Trend No. 2: Market consolidation means fewer choices for business intelligence users.
Independent business intelligence companies may soon be a memory. First, Oracle bought Hyperion in February. Then in early October, SAP made a bid for Business Objects. That leaves Cognos and MicroStrategy as potential takeover targets, with speculation growing that Cognos will be next.
On the one hand, there may be some advantages to having large vendors in the business intelligence arena. Traditionally, business intelligence is not a top-of-mind investment for companies, but rather a sort of afterthought once the major application decisions were made, says John Hagerty, an analyst at AMR Research.
As large vendors integrate business intelligence capabilities, BI will be easier to integrate into that vendor's applications. Furthermore, investment in business intelligence may become more of a core decision, he says.
One the other hand, as independent business intelligence companies are acquired by the giants, many practitioners and experts worry that "the software provider you'd like to use will end up in the hands of a vendor you don't want to do business with," says Hagerty. Moreover, the company that does the acquiring may not fit into your current architecture; competing technical stacks may became an issue, he says.
"What I'm seeing is clients determining which vendor they want to use, then the logical question is, Who's going to buy this company? It's on everyone's mind and that uncertainty causes people not to move or to move to an alternative that they think won't change." So market consolidation could make it easier to get BI, but users may be left with fewer choices.
Trend No. 3: Business intelligence expands from the board room to the front lines.
Increasingly, business intelligence tools will be available at all levels of the corporation.
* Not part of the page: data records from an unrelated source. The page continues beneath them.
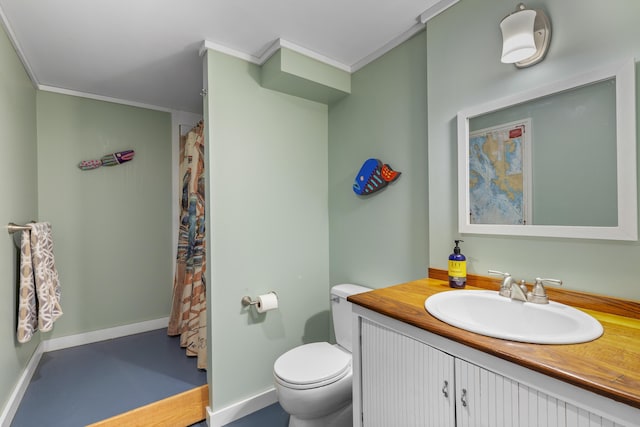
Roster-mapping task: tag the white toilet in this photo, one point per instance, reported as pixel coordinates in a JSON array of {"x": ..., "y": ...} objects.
[{"x": 313, "y": 381}]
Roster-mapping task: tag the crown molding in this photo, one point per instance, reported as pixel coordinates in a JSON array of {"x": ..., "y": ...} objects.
[
  {"x": 16, "y": 45},
  {"x": 388, "y": 46},
  {"x": 270, "y": 50},
  {"x": 436, "y": 9}
]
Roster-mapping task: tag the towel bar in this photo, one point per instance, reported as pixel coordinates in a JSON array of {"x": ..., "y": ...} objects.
[{"x": 14, "y": 228}]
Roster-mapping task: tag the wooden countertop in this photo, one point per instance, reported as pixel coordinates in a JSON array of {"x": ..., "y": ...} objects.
[{"x": 609, "y": 365}]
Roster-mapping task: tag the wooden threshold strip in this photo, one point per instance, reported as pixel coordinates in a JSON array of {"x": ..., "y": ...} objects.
[{"x": 183, "y": 409}]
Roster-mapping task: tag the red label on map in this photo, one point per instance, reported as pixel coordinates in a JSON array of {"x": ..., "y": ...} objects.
[{"x": 515, "y": 133}]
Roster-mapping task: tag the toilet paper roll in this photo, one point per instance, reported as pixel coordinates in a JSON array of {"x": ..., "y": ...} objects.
[{"x": 267, "y": 302}]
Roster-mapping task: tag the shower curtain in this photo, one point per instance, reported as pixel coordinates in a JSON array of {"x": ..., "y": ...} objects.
[{"x": 189, "y": 310}]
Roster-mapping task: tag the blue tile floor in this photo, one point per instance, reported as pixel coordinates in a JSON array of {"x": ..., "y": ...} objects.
[{"x": 85, "y": 384}]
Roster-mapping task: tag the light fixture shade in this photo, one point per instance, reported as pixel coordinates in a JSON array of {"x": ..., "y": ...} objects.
[{"x": 517, "y": 36}]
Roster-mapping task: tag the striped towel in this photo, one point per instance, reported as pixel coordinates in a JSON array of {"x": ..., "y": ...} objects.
[{"x": 38, "y": 277}]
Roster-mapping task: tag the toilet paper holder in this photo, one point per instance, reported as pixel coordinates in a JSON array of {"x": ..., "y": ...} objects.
[{"x": 246, "y": 300}]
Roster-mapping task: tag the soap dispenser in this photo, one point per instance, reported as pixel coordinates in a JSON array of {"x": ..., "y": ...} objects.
[{"x": 457, "y": 268}]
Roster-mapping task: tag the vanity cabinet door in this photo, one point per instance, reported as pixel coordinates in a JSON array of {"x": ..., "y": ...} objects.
[
  {"x": 486, "y": 399},
  {"x": 404, "y": 381}
]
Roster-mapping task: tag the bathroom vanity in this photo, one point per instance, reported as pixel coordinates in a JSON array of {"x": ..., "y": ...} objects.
[{"x": 411, "y": 369}]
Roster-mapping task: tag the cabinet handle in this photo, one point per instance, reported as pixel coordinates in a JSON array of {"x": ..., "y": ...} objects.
[{"x": 463, "y": 398}]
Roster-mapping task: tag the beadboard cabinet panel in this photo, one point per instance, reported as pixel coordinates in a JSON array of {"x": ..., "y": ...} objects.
[{"x": 403, "y": 381}]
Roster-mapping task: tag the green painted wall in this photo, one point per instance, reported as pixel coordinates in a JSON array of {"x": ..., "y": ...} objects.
[
  {"x": 112, "y": 226},
  {"x": 381, "y": 239},
  {"x": 464, "y": 70},
  {"x": 296, "y": 74},
  {"x": 268, "y": 225},
  {"x": 18, "y": 195}
]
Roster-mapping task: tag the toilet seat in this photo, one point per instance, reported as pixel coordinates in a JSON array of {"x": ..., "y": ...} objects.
[{"x": 311, "y": 366}]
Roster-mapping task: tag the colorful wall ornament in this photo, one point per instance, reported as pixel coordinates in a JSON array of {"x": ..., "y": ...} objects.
[
  {"x": 112, "y": 159},
  {"x": 373, "y": 176}
]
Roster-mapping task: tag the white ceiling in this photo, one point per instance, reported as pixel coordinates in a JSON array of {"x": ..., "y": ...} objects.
[{"x": 146, "y": 51}]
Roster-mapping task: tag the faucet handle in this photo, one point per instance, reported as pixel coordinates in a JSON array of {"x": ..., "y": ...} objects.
[
  {"x": 539, "y": 295},
  {"x": 498, "y": 273},
  {"x": 505, "y": 286}
]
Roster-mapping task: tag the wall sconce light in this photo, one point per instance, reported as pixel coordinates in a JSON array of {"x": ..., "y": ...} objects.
[{"x": 526, "y": 34}]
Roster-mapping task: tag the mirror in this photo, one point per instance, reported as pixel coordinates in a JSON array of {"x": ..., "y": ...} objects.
[{"x": 557, "y": 161}]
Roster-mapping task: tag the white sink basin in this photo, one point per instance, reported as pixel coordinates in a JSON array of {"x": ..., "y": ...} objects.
[{"x": 488, "y": 313}]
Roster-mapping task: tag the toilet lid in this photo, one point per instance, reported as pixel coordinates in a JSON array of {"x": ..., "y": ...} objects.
[{"x": 311, "y": 364}]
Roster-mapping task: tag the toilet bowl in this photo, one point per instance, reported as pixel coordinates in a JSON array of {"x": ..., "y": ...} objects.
[{"x": 314, "y": 381}]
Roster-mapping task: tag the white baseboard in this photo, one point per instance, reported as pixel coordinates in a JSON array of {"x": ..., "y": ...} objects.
[
  {"x": 19, "y": 390},
  {"x": 238, "y": 410},
  {"x": 103, "y": 334}
]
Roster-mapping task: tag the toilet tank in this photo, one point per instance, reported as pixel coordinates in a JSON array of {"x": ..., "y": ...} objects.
[{"x": 341, "y": 312}]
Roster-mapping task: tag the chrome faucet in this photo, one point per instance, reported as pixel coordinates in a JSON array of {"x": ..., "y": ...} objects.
[
  {"x": 538, "y": 295},
  {"x": 510, "y": 288}
]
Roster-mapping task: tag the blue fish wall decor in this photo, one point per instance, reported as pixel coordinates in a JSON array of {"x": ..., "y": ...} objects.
[{"x": 373, "y": 176}]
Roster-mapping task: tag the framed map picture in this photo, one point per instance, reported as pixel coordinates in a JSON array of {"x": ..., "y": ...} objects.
[{"x": 500, "y": 174}]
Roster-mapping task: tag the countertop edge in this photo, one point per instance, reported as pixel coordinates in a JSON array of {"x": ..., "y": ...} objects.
[{"x": 408, "y": 312}]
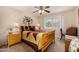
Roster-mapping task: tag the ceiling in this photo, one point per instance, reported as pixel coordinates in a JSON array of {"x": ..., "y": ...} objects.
[{"x": 53, "y": 9}]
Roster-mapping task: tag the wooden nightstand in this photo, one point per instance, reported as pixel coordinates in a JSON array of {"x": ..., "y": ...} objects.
[{"x": 13, "y": 38}]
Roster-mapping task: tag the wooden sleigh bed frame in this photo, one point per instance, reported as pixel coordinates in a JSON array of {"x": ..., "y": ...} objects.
[
  {"x": 39, "y": 41},
  {"x": 43, "y": 41}
]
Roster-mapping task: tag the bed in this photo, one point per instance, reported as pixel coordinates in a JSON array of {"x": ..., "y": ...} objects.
[{"x": 39, "y": 41}]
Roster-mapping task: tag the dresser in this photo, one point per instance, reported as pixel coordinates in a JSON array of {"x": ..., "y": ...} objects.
[{"x": 13, "y": 38}]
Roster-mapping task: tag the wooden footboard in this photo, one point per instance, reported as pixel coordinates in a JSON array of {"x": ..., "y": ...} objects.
[
  {"x": 43, "y": 40},
  {"x": 46, "y": 40}
]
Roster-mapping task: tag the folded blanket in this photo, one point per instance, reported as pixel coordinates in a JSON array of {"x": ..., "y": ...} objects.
[{"x": 35, "y": 34}]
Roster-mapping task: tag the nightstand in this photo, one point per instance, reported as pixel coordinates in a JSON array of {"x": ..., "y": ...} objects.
[{"x": 13, "y": 38}]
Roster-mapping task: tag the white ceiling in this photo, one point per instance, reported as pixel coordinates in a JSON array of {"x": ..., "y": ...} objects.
[{"x": 53, "y": 9}]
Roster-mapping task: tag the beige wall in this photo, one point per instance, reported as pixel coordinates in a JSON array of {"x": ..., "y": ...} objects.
[
  {"x": 9, "y": 16},
  {"x": 69, "y": 18}
]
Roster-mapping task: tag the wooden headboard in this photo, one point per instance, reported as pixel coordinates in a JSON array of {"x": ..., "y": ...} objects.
[{"x": 72, "y": 31}]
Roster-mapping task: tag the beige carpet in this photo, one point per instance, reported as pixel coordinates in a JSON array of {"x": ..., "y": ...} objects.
[{"x": 22, "y": 47}]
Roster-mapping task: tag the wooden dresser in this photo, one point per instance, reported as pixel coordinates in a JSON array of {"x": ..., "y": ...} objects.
[{"x": 13, "y": 38}]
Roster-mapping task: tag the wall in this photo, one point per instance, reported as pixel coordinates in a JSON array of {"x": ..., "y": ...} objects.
[
  {"x": 68, "y": 18},
  {"x": 9, "y": 16}
]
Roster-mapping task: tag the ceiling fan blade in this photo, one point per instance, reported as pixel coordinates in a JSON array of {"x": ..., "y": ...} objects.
[
  {"x": 35, "y": 6},
  {"x": 47, "y": 11},
  {"x": 47, "y": 7},
  {"x": 41, "y": 7},
  {"x": 35, "y": 11}
]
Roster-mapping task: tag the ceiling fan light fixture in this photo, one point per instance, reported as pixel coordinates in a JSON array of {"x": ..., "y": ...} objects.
[{"x": 41, "y": 11}]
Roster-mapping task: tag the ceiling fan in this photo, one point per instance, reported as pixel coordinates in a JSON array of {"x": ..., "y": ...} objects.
[{"x": 42, "y": 9}]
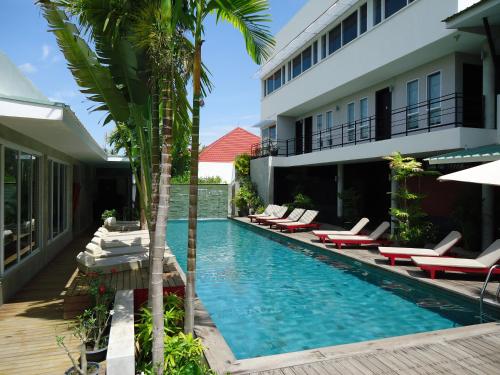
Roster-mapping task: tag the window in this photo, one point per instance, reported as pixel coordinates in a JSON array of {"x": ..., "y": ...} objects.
[
  {"x": 377, "y": 11},
  {"x": 433, "y": 97},
  {"x": 351, "y": 124},
  {"x": 412, "y": 105},
  {"x": 334, "y": 39},
  {"x": 277, "y": 80},
  {"x": 329, "y": 126},
  {"x": 350, "y": 28},
  {"x": 58, "y": 198},
  {"x": 319, "y": 129},
  {"x": 363, "y": 18},
  {"x": 364, "y": 128},
  {"x": 315, "y": 52},
  {"x": 392, "y": 6},
  {"x": 323, "y": 46},
  {"x": 21, "y": 206},
  {"x": 306, "y": 59},
  {"x": 296, "y": 66}
]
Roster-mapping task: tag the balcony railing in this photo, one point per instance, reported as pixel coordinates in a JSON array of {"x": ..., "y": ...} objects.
[{"x": 449, "y": 111}]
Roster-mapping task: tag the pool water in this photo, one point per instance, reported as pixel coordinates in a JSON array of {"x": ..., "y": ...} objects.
[{"x": 267, "y": 296}]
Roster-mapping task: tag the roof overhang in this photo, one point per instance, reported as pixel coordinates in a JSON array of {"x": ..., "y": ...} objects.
[
  {"x": 53, "y": 124},
  {"x": 486, "y": 174},
  {"x": 265, "y": 124},
  {"x": 474, "y": 155},
  {"x": 471, "y": 18}
]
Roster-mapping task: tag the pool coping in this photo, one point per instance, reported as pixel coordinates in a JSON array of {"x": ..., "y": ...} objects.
[{"x": 221, "y": 358}]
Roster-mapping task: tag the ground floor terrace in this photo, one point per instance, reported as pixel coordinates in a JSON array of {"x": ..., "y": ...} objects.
[{"x": 464, "y": 350}]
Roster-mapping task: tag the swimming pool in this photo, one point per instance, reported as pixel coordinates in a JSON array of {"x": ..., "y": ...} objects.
[{"x": 269, "y": 296}]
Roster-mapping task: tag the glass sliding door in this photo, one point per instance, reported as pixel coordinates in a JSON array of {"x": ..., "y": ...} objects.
[{"x": 10, "y": 204}]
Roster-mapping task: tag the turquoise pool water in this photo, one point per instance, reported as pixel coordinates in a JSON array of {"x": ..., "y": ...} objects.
[{"x": 268, "y": 297}]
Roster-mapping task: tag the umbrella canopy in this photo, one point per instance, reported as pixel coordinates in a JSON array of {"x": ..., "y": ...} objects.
[{"x": 487, "y": 174}]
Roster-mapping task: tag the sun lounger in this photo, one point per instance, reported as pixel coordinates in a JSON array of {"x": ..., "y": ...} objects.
[
  {"x": 267, "y": 212},
  {"x": 439, "y": 250},
  {"x": 293, "y": 217},
  {"x": 481, "y": 264},
  {"x": 372, "y": 239},
  {"x": 112, "y": 242},
  {"x": 305, "y": 222},
  {"x": 323, "y": 234},
  {"x": 278, "y": 213}
]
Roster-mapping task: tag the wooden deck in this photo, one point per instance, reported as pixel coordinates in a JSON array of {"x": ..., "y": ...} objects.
[
  {"x": 30, "y": 322},
  {"x": 467, "y": 350}
]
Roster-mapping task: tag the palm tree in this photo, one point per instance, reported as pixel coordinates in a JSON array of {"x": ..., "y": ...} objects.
[{"x": 246, "y": 16}]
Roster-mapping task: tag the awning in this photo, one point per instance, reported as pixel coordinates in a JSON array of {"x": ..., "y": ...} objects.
[
  {"x": 473, "y": 155},
  {"x": 487, "y": 174}
]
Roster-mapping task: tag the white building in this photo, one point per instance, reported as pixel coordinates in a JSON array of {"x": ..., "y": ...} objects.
[
  {"x": 351, "y": 81},
  {"x": 54, "y": 178}
]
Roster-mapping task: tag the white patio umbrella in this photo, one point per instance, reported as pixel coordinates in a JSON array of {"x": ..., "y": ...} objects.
[{"x": 487, "y": 174}]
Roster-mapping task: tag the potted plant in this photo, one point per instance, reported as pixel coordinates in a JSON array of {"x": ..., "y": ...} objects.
[{"x": 82, "y": 330}]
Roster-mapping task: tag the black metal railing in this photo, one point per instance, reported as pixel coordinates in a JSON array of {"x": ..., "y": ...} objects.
[{"x": 448, "y": 111}]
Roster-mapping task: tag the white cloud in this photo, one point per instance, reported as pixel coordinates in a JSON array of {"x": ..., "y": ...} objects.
[
  {"x": 45, "y": 51},
  {"x": 27, "y": 68}
]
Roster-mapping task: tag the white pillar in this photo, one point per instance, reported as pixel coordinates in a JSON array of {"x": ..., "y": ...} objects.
[
  {"x": 340, "y": 190},
  {"x": 488, "y": 88},
  {"x": 487, "y": 215},
  {"x": 394, "y": 202}
]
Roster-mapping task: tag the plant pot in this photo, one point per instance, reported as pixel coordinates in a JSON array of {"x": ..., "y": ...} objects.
[
  {"x": 97, "y": 355},
  {"x": 93, "y": 365}
]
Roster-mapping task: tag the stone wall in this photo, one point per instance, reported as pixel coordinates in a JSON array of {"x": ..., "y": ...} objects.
[{"x": 213, "y": 201}]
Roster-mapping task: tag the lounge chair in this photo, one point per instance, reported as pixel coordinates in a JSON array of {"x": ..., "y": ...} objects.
[
  {"x": 278, "y": 213},
  {"x": 293, "y": 217},
  {"x": 305, "y": 222},
  {"x": 267, "y": 212},
  {"x": 372, "y": 239},
  {"x": 481, "y": 264},
  {"x": 323, "y": 234},
  {"x": 439, "y": 250}
]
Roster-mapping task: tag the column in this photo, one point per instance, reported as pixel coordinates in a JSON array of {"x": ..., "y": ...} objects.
[
  {"x": 488, "y": 88},
  {"x": 487, "y": 216},
  {"x": 340, "y": 190},
  {"x": 394, "y": 202}
]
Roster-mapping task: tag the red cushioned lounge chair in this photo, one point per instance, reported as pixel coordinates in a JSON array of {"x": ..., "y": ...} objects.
[
  {"x": 439, "y": 250},
  {"x": 372, "y": 239},
  {"x": 481, "y": 264},
  {"x": 323, "y": 234},
  {"x": 305, "y": 222}
]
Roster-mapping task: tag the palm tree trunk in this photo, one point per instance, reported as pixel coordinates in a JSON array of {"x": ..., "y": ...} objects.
[
  {"x": 193, "y": 188},
  {"x": 160, "y": 233},
  {"x": 155, "y": 171}
]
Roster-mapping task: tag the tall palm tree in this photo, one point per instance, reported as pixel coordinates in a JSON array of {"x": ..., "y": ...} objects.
[{"x": 246, "y": 16}]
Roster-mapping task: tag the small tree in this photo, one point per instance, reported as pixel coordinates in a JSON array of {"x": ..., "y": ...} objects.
[{"x": 411, "y": 225}]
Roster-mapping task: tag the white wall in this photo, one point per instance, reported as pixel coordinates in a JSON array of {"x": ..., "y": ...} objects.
[
  {"x": 223, "y": 170},
  {"x": 371, "y": 58}
]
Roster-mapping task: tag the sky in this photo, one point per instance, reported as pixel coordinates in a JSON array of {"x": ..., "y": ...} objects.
[{"x": 234, "y": 101}]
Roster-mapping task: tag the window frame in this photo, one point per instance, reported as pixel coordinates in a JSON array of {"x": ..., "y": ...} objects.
[
  {"x": 364, "y": 122},
  {"x": 412, "y": 110},
  {"x": 39, "y": 224}
]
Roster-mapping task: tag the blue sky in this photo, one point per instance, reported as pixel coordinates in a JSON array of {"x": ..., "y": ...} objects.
[{"x": 235, "y": 100}]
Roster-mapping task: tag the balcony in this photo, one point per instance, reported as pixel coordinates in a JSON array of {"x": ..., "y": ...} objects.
[{"x": 449, "y": 111}]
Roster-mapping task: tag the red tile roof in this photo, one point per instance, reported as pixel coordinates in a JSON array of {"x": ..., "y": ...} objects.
[{"x": 225, "y": 149}]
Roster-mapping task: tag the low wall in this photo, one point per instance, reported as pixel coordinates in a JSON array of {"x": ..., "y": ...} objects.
[{"x": 213, "y": 201}]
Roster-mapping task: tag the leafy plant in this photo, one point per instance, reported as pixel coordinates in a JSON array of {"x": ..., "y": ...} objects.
[
  {"x": 107, "y": 214},
  {"x": 411, "y": 225},
  {"x": 242, "y": 166}
]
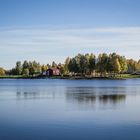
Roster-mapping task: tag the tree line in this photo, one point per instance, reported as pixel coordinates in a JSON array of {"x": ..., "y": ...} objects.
[{"x": 81, "y": 64}]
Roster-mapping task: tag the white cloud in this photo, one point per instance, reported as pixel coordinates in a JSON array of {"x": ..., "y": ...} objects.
[{"x": 45, "y": 43}]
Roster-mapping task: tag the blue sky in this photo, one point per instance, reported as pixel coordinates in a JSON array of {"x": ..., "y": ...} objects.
[{"x": 47, "y": 30}]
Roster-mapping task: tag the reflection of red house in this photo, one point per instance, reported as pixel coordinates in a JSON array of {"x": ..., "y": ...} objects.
[{"x": 53, "y": 72}]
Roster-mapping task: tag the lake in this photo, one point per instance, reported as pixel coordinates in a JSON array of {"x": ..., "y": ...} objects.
[{"x": 48, "y": 109}]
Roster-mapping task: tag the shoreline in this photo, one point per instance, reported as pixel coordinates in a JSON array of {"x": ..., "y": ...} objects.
[{"x": 122, "y": 77}]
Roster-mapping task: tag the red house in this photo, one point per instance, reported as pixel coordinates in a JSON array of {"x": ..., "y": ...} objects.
[{"x": 53, "y": 72}]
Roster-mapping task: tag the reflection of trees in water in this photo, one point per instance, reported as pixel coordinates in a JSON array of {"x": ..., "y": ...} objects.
[
  {"x": 92, "y": 94},
  {"x": 34, "y": 95},
  {"x": 112, "y": 98}
]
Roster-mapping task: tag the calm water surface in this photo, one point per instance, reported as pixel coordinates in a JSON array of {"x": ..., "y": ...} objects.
[{"x": 70, "y": 109}]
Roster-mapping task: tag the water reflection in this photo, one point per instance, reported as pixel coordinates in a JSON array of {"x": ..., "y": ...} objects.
[
  {"x": 113, "y": 95},
  {"x": 32, "y": 95}
]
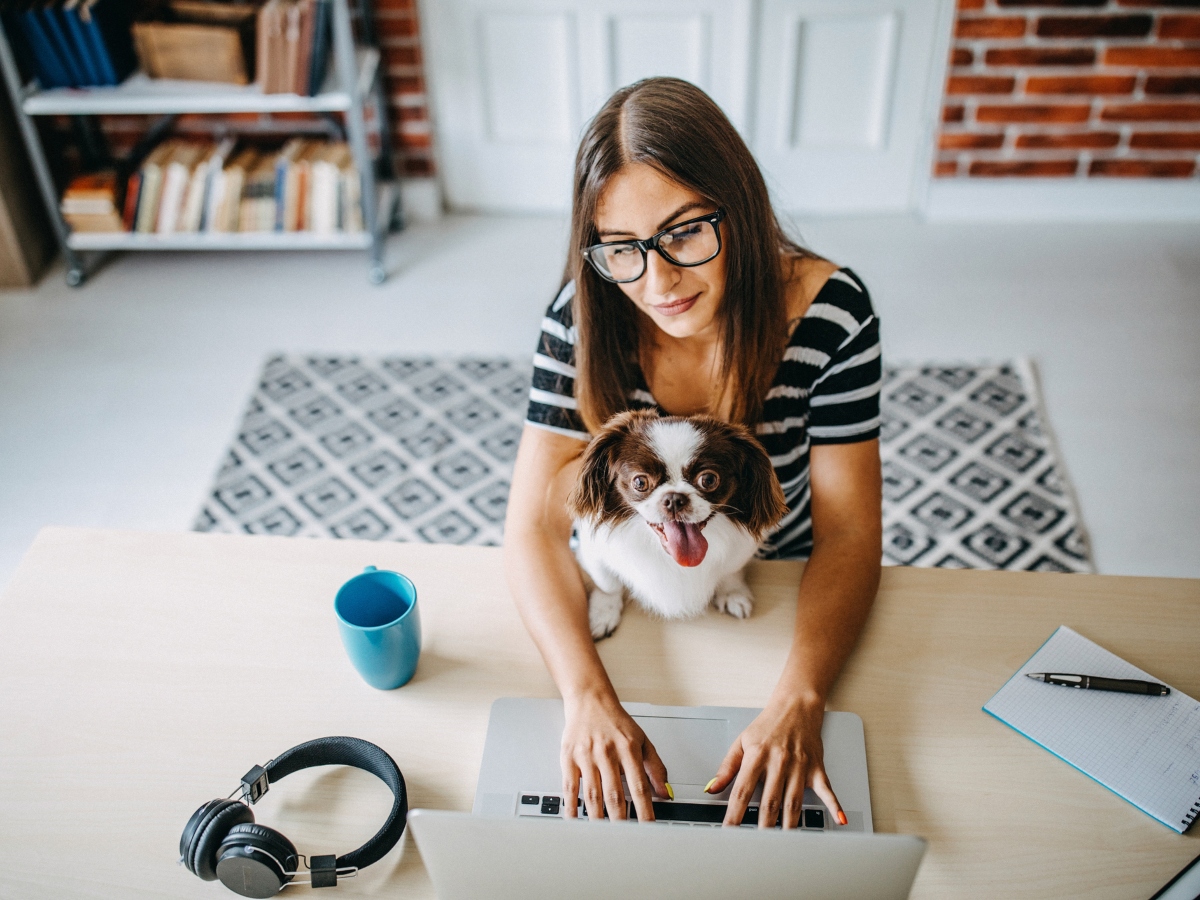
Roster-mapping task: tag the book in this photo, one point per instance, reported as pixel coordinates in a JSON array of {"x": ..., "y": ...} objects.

Operational business intelligence - which brings business intelligence to employees on the front lines - is growing especially fast, industry watchers say.
Boris Evelson, an analyst with Forrester research, says operational business intelligence will include offerings that integrate data and process dashboards, and event-driven systems that initiate a business process based on certain data conditions.
For example, integrating business intelligence into operational processes could allow companies to react faster to changing business conditions, for example, alerting a call centre worker to offer a particular promotion or to potential credit card fraud.